Thursday, July 4, 2013

Day #4

Sometimes you just can't put into words the things you have felt, seen, heard, smelled, tasted, and touched... That is how I feel.

So, where did we go today?
It is impossible to describe the place with only one word. But we do.
We call it a slum.

You cannot imagine the filth and the stench. Garbage and sewage is trampled underfoot. Animals rummage through it, looking for a bite to eat. Unidentifiable fumes and smoke thicken the air, along with the smell of unwashed bodies. Vendors work in their stands, selling everything from clothing to fish. Flies swarm everyone and everything. Children run around freely, wearing shoes far too large, too worn, or none at all. As you drive by, everyone stares at you; some smile, others grimace. The children chase the van screaming,

"How are you?! How are you?!"

If you take the time to smile and wave to them, their faces light up, and they return the kind gesture. As you continue on, you see women and young girls with babies slung on their backs. Hardly anyone is idle; they are all doing something. Some are carrying loads on their heads, others are hauling wood in a cart, and still more are just walking with no destination in mind.
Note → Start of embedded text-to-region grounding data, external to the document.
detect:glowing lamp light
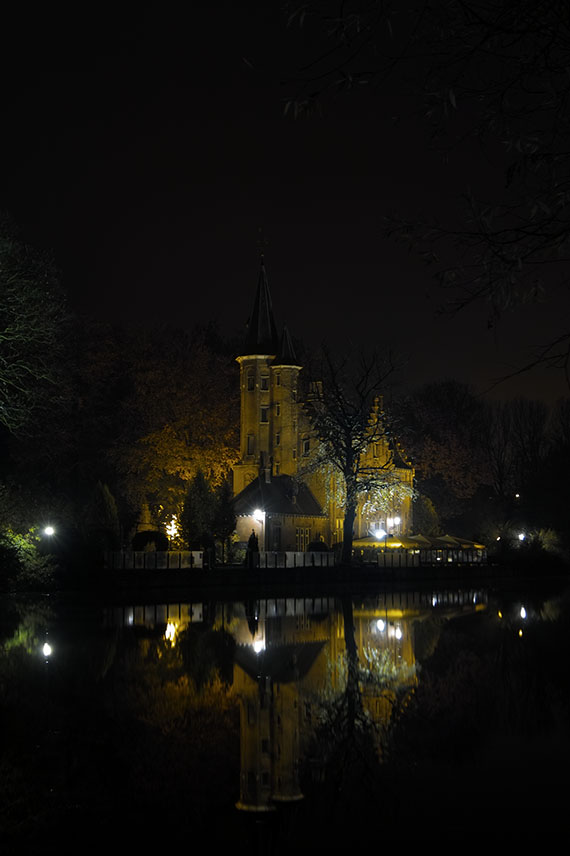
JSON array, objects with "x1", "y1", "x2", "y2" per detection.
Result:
[
  {"x1": 42, "y1": 642, "x2": 52, "y2": 657},
  {"x1": 520, "y1": 606, "x2": 527, "y2": 619},
  {"x1": 253, "y1": 508, "x2": 265, "y2": 522},
  {"x1": 518, "y1": 533, "x2": 526, "y2": 541},
  {"x1": 395, "y1": 626, "x2": 403, "y2": 641},
  {"x1": 166, "y1": 516, "x2": 179, "y2": 540},
  {"x1": 44, "y1": 526, "x2": 55, "y2": 536},
  {"x1": 376, "y1": 619, "x2": 386, "y2": 632},
  {"x1": 253, "y1": 639, "x2": 265, "y2": 654},
  {"x1": 374, "y1": 528, "x2": 387, "y2": 540}
]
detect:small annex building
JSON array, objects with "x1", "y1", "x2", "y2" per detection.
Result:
[{"x1": 231, "y1": 258, "x2": 414, "y2": 554}]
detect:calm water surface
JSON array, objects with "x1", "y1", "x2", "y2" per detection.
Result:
[{"x1": 2, "y1": 577, "x2": 569, "y2": 852}]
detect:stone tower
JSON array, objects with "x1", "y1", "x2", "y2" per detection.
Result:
[{"x1": 233, "y1": 258, "x2": 302, "y2": 495}]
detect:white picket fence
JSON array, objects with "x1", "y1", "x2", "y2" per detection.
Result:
[
  {"x1": 251, "y1": 551, "x2": 336, "y2": 568},
  {"x1": 104, "y1": 549, "x2": 336, "y2": 570},
  {"x1": 105, "y1": 550, "x2": 204, "y2": 570}
]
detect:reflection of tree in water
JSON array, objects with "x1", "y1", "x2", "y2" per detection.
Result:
[{"x1": 294, "y1": 596, "x2": 416, "y2": 848}]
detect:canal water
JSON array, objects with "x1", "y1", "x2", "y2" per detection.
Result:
[{"x1": 1, "y1": 577, "x2": 569, "y2": 852}]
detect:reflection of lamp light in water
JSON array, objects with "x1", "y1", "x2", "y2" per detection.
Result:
[
  {"x1": 376, "y1": 618, "x2": 385, "y2": 632},
  {"x1": 165, "y1": 622, "x2": 177, "y2": 645}
]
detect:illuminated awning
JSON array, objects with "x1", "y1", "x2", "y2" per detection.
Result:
[{"x1": 353, "y1": 534, "x2": 419, "y2": 549}]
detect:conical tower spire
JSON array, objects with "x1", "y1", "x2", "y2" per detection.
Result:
[
  {"x1": 274, "y1": 324, "x2": 300, "y2": 366},
  {"x1": 241, "y1": 256, "x2": 279, "y2": 356}
]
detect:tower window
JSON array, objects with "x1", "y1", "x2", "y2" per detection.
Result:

The little meat-markets are scattered throughout; but they have no way to keep the meat clean, cold, and safe for consumption. Tables of dried minnows and fruit are close by, being touched by the stale air.
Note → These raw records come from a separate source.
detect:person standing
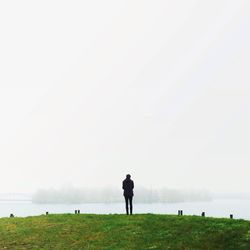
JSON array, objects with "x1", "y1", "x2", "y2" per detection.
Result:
[{"x1": 122, "y1": 174, "x2": 134, "y2": 215}]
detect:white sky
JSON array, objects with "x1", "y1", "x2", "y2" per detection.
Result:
[{"x1": 0, "y1": 0, "x2": 250, "y2": 193}]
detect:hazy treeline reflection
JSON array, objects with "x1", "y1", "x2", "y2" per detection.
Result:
[{"x1": 32, "y1": 187, "x2": 211, "y2": 204}]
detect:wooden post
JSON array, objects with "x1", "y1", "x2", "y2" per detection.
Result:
[
  {"x1": 201, "y1": 212, "x2": 205, "y2": 217},
  {"x1": 10, "y1": 214, "x2": 14, "y2": 218},
  {"x1": 46, "y1": 212, "x2": 49, "y2": 215},
  {"x1": 230, "y1": 214, "x2": 233, "y2": 219}
]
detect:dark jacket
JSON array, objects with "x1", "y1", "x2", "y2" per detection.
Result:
[{"x1": 122, "y1": 178, "x2": 134, "y2": 197}]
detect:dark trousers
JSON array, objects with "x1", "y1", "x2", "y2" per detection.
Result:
[{"x1": 124, "y1": 196, "x2": 133, "y2": 215}]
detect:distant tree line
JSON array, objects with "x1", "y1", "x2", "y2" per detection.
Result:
[{"x1": 32, "y1": 186, "x2": 211, "y2": 204}]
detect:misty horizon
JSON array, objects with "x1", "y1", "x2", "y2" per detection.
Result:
[{"x1": 2, "y1": 186, "x2": 250, "y2": 204}]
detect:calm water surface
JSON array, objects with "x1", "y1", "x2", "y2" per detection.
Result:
[{"x1": 0, "y1": 199, "x2": 249, "y2": 220}]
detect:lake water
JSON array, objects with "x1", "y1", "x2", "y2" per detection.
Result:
[{"x1": 0, "y1": 199, "x2": 249, "y2": 220}]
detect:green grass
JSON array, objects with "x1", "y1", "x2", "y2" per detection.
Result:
[{"x1": 0, "y1": 214, "x2": 250, "y2": 249}]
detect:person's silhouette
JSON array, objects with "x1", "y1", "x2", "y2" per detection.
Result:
[{"x1": 122, "y1": 174, "x2": 134, "y2": 215}]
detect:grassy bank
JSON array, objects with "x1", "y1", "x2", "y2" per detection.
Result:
[{"x1": 0, "y1": 214, "x2": 250, "y2": 249}]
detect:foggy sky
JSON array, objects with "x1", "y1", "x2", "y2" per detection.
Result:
[{"x1": 0, "y1": 0, "x2": 250, "y2": 193}]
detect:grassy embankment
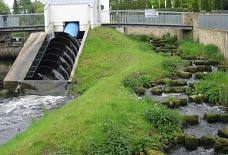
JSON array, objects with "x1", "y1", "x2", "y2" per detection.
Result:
[{"x1": 0, "y1": 26, "x2": 181, "y2": 154}]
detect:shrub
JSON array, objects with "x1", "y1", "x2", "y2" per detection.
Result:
[
  {"x1": 139, "y1": 35, "x2": 148, "y2": 42},
  {"x1": 122, "y1": 72, "x2": 151, "y2": 91},
  {"x1": 177, "y1": 41, "x2": 203, "y2": 57},
  {"x1": 194, "y1": 71, "x2": 228, "y2": 106},
  {"x1": 203, "y1": 44, "x2": 224, "y2": 61},
  {"x1": 161, "y1": 56, "x2": 189, "y2": 76},
  {"x1": 89, "y1": 120, "x2": 131, "y2": 155},
  {"x1": 143, "y1": 105, "x2": 181, "y2": 141}
]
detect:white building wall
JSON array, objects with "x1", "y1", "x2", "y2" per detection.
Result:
[
  {"x1": 100, "y1": 0, "x2": 110, "y2": 23},
  {"x1": 90, "y1": 0, "x2": 101, "y2": 28},
  {"x1": 44, "y1": 0, "x2": 110, "y2": 32},
  {"x1": 48, "y1": 4, "x2": 91, "y2": 32}
]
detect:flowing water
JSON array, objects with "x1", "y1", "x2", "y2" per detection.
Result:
[
  {"x1": 0, "y1": 95, "x2": 72, "y2": 146},
  {"x1": 145, "y1": 62, "x2": 228, "y2": 154}
]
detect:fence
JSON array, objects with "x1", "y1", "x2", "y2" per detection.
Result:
[
  {"x1": 108, "y1": 10, "x2": 183, "y2": 25},
  {"x1": 0, "y1": 13, "x2": 44, "y2": 27},
  {"x1": 198, "y1": 14, "x2": 228, "y2": 31}
]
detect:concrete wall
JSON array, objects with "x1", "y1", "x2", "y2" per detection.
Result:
[
  {"x1": 191, "y1": 12, "x2": 228, "y2": 58},
  {"x1": 117, "y1": 12, "x2": 228, "y2": 59},
  {"x1": 125, "y1": 28, "x2": 183, "y2": 40}
]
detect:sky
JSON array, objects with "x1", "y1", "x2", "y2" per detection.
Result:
[{"x1": 4, "y1": 0, "x2": 47, "y2": 8}]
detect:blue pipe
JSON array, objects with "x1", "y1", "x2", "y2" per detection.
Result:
[{"x1": 64, "y1": 22, "x2": 79, "y2": 37}]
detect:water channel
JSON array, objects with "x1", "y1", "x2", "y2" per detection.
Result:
[
  {"x1": 145, "y1": 60, "x2": 228, "y2": 154},
  {"x1": 0, "y1": 95, "x2": 73, "y2": 146}
]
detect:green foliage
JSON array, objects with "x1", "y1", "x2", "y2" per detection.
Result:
[
  {"x1": 31, "y1": 1, "x2": 44, "y2": 13},
  {"x1": 13, "y1": 0, "x2": 20, "y2": 14},
  {"x1": 203, "y1": 44, "x2": 224, "y2": 61},
  {"x1": 160, "y1": 0, "x2": 165, "y2": 8},
  {"x1": 178, "y1": 41, "x2": 203, "y2": 57},
  {"x1": 161, "y1": 56, "x2": 189, "y2": 76},
  {"x1": 0, "y1": 0, "x2": 10, "y2": 13},
  {"x1": 195, "y1": 71, "x2": 228, "y2": 106},
  {"x1": 143, "y1": 105, "x2": 181, "y2": 141},
  {"x1": 127, "y1": 34, "x2": 140, "y2": 41},
  {"x1": 201, "y1": 0, "x2": 210, "y2": 11},
  {"x1": 192, "y1": 0, "x2": 200, "y2": 11},
  {"x1": 110, "y1": 0, "x2": 151, "y2": 10},
  {"x1": 161, "y1": 33, "x2": 178, "y2": 44},
  {"x1": 166, "y1": 0, "x2": 172, "y2": 8},
  {"x1": 212, "y1": 0, "x2": 223, "y2": 10},
  {"x1": 122, "y1": 72, "x2": 151, "y2": 91},
  {"x1": 18, "y1": 0, "x2": 33, "y2": 13},
  {"x1": 139, "y1": 35, "x2": 148, "y2": 42},
  {"x1": 174, "y1": 0, "x2": 181, "y2": 8},
  {"x1": 89, "y1": 120, "x2": 131, "y2": 155}
]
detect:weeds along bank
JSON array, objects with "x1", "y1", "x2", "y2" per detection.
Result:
[{"x1": 0, "y1": 26, "x2": 226, "y2": 155}]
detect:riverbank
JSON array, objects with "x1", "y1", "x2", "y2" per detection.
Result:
[{"x1": 0, "y1": 26, "x2": 177, "y2": 154}]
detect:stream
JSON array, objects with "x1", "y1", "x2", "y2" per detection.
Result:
[
  {"x1": 0, "y1": 95, "x2": 72, "y2": 146},
  {"x1": 146, "y1": 60, "x2": 228, "y2": 154}
]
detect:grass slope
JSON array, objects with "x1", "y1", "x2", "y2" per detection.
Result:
[{"x1": 0, "y1": 26, "x2": 171, "y2": 155}]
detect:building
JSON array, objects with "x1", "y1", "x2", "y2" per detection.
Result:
[{"x1": 44, "y1": 0, "x2": 110, "y2": 33}]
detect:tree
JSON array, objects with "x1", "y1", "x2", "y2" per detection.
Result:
[
  {"x1": 212, "y1": 0, "x2": 223, "y2": 10},
  {"x1": 174, "y1": 0, "x2": 181, "y2": 8},
  {"x1": 223, "y1": 0, "x2": 228, "y2": 9},
  {"x1": 160, "y1": 0, "x2": 165, "y2": 8},
  {"x1": 18, "y1": 0, "x2": 32, "y2": 13},
  {"x1": 148, "y1": 0, "x2": 159, "y2": 8},
  {"x1": 166, "y1": 0, "x2": 172, "y2": 8},
  {"x1": 13, "y1": 0, "x2": 20, "y2": 14},
  {"x1": 0, "y1": 0, "x2": 10, "y2": 13},
  {"x1": 192, "y1": 0, "x2": 199, "y2": 11},
  {"x1": 201, "y1": 0, "x2": 210, "y2": 11},
  {"x1": 31, "y1": 0, "x2": 44, "y2": 13}
]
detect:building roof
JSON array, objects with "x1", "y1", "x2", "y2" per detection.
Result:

And amid all of this, there are the schools.

At the first school, all of the children fell in love with us, and us with them. They held our hands, talked to us, sang with us, danced with us, and laughed with us. Immediately, we all became good friends.
Zoe, (age 11, and a true joy to have on the team with us,) met and became close to two young girls by the age of 11 and 12. They were inseparable from the moment they met.
I became friends with a girl who was nearly 15 years old. She was a translator for us, and was so sweet to me. I also had the privilege of meeting her mother, who is one of the teachers there.
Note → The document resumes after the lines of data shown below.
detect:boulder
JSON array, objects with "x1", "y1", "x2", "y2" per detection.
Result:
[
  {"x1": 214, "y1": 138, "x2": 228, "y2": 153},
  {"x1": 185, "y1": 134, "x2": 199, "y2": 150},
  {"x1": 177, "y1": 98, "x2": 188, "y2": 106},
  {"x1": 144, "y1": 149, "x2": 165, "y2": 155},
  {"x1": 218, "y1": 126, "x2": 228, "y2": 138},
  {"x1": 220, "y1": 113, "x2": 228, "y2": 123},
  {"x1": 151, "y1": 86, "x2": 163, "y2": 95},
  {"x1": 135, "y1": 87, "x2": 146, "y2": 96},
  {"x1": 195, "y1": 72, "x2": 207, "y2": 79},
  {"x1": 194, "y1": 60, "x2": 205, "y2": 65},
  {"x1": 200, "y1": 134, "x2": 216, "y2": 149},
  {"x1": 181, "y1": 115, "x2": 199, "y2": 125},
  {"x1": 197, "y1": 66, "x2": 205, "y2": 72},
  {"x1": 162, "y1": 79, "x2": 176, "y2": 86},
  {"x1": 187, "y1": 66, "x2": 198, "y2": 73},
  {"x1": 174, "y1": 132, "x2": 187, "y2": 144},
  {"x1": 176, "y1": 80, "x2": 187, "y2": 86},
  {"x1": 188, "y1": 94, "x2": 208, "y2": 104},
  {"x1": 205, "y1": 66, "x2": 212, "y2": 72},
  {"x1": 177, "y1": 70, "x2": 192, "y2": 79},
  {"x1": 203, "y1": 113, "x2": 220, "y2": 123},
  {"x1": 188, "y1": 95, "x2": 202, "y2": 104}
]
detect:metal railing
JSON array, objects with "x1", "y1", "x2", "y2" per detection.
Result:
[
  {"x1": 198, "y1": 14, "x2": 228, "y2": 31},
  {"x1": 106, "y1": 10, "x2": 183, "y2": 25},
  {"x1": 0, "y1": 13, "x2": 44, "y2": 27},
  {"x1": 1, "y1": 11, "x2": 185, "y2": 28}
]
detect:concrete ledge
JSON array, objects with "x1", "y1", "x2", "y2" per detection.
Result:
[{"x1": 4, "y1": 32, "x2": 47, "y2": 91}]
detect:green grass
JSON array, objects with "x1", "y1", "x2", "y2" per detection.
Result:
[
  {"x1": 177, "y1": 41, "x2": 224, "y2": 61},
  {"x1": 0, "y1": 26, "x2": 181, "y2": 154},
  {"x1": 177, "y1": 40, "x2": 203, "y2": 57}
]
The whole school just warmed my heart! The children were genuinely excited for us to visit them.

We were there for perhaps 30 minutes, and then it was time to go. When the young children heard this, they wrapped their arms around us and cried,

"Don't leave us! Take us home with you!"

It absolutely broke my heart. I felt so many emotions, ranging from sadness to anger to shock. I felt like my heart was being torn in two. I was angry at myself, because I could not stay longer with them. I was shocked and bewildered that they had reacted this way, and because we had all become so close in such a short time.

Love is a curious thing. It brings such joy, but can bring such sadness too...

Zoe and I held it together. We smiled and waved to the kids, out the van window. As we drove down the road, we both sat in silence. I think I can speak for both of us when I say our insides were aching.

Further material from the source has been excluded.